1. 7
  1. 6

    The best explanation of the difference between pointers and arrays is still in The C Programming Language by Kernighan and Ritchie, 2nd ed., which covers this topic in Chapter 5, “Pointers and Arrays”.

    To anyone who’s interested in the topic, please read this book and ignore this blog post.

    1. 2

      I will second this recommendation, and in particular, I want to point out this nugget of wisdom from The C Programming Language, because thinking of arrays as “syntactic sugar for pointers” gets things backwards a little:

      There is one difference between an array name and a pointer that must be kept in mind. A pointer is a variable, so [assigning to a pointer] and [incrementing a pointer] are legal. But an array name is not a variable; constructions like [assigning to an array] and [incrementing an array] are illegal.

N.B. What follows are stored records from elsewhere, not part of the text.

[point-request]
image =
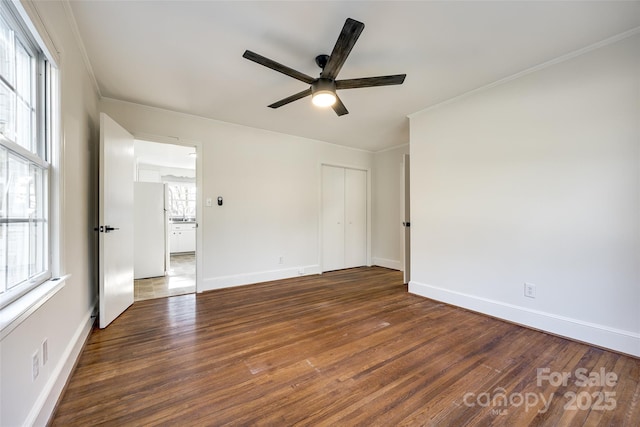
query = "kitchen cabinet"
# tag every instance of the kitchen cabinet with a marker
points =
(182, 237)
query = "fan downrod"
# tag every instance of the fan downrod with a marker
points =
(321, 60)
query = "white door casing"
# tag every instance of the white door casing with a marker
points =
(355, 245)
(344, 218)
(115, 220)
(332, 218)
(406, 219)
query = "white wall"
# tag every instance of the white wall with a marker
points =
(387, 214)
(270, 184)
(65, 318)
(536, 180)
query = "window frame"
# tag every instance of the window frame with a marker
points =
(44, 80)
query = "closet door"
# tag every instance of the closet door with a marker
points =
(355, 245)
(332, 218)
(344, 218)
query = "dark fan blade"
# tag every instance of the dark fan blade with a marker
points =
(291, 98)
(252, 56)
(397, 79)
(339, 107)
(350, 33)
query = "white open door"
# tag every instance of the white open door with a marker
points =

      As the book then points out, when an array is passed as an argument to a function, what’s actually being passed behind the scenes is a pointer to the first element of that array. In this particular case, a[i] is indeed syntactic sugar for *(a + i) – which isn’t some remarkable discovery that the commentators of the great classics have made after asiduously studying what the great Kernighan has left us, but literally the second or third thing that Kernighan mentions about it. It’s certainly true that, when you deconstruct the behaviour of a program, you cannot tell an array access from a pointer access – unsurprising, since they both translate to the same thing. But they are certainly different at the code-writing end.

      The author discusses this in the context of reverse engineering (I think) so I can see why they’d present arrays as “syntactic sugar for pointers”. It’s probably a good mental model, but it’s important to remember that it is “just” a mental model, and not what how the language treats it.

    2. 4

      Many C textbooks can tell you that a[i] is in fact a syntactic sugar for *(a+i).

      But even more: array declarations can be seen as syntactic sugar as well.

      Instead of:

      int a[128];
      int b[128];
      

      … you can think of:

      int *a=<address of a chunk in global memory or local stack of size 128*sizeof(int)>;
      int *b=<address of a chunk in global memory or local stack of size 128*sizeof(int)>;
      

      Except not really. &a in the first case is going to point toward the beginning of the array. In the second case it’s going to point toward to the location in memory in which the “address of a chunk in global memory or local stack of size 128*sizeof(int)” is stored. Depending on how its compiled, the second case can result in another variable being stored on the stack too.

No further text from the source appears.